Run a job
Contents
Run a job#
Prerequisites#
Before you begin, you will need the following:
A running instance of the SeqsLab CLI tool. For details, see Pull and run the SeqsLab CLI.
A registered tool. For details, see Register a TRS tool to the SeqsLab platform.
Execute a job with WES#
The SeqsLab CLI provides a jobs request command to create a run-request.json
. When the run-request.json
files are ready, you can use the jobs run command to launch all WES runs based on the run-request.json
file in the working directory.
The jobs run command will then respond with a JSON file indicating the submitted run_id and run_name.

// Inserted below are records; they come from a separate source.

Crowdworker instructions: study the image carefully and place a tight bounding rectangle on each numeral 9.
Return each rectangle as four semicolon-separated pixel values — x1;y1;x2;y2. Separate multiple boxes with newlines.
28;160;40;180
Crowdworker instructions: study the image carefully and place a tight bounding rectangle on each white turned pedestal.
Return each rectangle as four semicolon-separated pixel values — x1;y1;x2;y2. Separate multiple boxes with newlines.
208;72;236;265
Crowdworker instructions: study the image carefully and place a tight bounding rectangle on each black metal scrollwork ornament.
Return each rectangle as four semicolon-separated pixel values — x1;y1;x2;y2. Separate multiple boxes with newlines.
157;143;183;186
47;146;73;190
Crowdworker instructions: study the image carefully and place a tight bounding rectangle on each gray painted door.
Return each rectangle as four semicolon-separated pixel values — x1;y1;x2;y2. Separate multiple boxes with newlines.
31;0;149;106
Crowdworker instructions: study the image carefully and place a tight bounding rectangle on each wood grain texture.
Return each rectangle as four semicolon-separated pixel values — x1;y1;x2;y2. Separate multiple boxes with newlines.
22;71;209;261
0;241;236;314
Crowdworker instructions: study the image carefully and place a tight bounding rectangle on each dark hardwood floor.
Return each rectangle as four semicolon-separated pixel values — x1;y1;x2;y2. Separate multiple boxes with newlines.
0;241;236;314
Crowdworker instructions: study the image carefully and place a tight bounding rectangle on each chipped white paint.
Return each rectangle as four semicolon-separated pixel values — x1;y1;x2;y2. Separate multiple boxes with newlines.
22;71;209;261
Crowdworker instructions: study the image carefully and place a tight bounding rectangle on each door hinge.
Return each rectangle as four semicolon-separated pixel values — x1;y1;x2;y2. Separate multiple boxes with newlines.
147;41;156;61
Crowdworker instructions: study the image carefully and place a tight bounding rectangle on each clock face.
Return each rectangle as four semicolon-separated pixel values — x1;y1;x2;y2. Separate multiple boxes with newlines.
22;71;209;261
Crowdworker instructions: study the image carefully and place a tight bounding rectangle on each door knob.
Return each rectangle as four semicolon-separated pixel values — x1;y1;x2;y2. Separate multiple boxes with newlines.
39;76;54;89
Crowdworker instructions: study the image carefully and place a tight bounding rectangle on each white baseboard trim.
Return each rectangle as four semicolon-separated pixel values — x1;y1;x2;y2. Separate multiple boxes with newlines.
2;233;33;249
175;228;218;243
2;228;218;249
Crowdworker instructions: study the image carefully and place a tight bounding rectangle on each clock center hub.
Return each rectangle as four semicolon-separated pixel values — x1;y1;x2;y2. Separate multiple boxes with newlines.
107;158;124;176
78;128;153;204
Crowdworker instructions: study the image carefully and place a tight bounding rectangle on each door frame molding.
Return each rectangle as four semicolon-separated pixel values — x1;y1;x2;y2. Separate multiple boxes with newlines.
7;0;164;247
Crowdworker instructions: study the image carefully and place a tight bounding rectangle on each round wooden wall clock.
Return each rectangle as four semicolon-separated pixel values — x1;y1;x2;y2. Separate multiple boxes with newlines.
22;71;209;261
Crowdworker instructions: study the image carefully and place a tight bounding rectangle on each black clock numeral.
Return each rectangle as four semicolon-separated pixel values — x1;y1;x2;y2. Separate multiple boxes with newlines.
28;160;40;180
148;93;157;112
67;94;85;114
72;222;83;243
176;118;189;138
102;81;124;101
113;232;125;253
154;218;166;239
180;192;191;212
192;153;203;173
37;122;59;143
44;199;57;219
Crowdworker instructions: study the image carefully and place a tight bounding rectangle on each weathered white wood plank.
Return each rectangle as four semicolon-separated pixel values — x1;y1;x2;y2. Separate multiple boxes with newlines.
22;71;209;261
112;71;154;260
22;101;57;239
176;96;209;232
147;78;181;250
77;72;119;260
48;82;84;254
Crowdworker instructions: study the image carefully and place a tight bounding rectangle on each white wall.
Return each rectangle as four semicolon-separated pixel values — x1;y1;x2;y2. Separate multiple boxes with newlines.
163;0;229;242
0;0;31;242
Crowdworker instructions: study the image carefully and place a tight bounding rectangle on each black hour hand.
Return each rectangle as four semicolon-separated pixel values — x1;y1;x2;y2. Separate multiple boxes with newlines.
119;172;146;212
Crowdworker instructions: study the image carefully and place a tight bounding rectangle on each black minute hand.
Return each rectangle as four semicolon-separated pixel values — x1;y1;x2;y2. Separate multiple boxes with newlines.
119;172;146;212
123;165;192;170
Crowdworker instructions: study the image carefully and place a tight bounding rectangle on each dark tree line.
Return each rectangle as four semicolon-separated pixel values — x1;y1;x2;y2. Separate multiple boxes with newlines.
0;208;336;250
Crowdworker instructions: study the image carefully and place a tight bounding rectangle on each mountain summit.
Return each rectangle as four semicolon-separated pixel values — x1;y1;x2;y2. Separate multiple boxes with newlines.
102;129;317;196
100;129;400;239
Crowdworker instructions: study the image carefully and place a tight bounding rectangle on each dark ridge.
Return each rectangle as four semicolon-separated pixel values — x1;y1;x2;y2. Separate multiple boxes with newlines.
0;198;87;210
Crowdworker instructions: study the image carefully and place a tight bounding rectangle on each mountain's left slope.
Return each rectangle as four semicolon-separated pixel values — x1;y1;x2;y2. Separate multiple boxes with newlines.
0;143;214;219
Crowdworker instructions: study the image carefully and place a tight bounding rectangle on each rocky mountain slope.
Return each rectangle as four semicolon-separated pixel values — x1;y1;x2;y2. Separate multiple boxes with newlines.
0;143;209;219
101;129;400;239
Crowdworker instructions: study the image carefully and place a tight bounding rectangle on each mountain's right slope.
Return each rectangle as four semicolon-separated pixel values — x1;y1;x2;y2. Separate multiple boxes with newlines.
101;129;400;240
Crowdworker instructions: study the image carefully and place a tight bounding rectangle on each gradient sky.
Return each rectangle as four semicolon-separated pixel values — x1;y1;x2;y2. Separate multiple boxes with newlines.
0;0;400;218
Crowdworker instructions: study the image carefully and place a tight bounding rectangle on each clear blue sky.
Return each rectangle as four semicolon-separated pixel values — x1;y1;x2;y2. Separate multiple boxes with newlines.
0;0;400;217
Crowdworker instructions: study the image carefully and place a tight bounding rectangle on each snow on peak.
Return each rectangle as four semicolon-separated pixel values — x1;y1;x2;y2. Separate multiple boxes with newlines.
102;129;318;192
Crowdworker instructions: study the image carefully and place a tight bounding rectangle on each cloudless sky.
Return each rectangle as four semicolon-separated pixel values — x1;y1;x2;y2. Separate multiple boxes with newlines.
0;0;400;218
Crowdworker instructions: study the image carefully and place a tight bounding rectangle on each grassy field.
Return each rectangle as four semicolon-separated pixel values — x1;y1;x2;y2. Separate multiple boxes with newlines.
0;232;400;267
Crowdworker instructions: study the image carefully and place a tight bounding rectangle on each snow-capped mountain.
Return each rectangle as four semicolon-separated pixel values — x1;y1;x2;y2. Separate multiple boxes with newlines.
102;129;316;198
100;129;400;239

The following is an example command:
seqslab jobs request \
--working-dir /home/ubuntu/src/ \
--workflow-url https://dev-api.seqslab.net/trs/v2/tools/trs_wgs_snp_indel/versions/1.0/WDL/files/ \
--workspace seqslabwus2 \
--execs execs/germline-gatk4-snpindel.json \
--name demo-run
seqslab jobs run \
--workspace seqslabwus2 \
--working-dir /home/ubuntu/src/ \
--response-path result.json
Monitor a job run#
You can use the jobs run-state command to check the status of each run until it reaches the COMPLETE state.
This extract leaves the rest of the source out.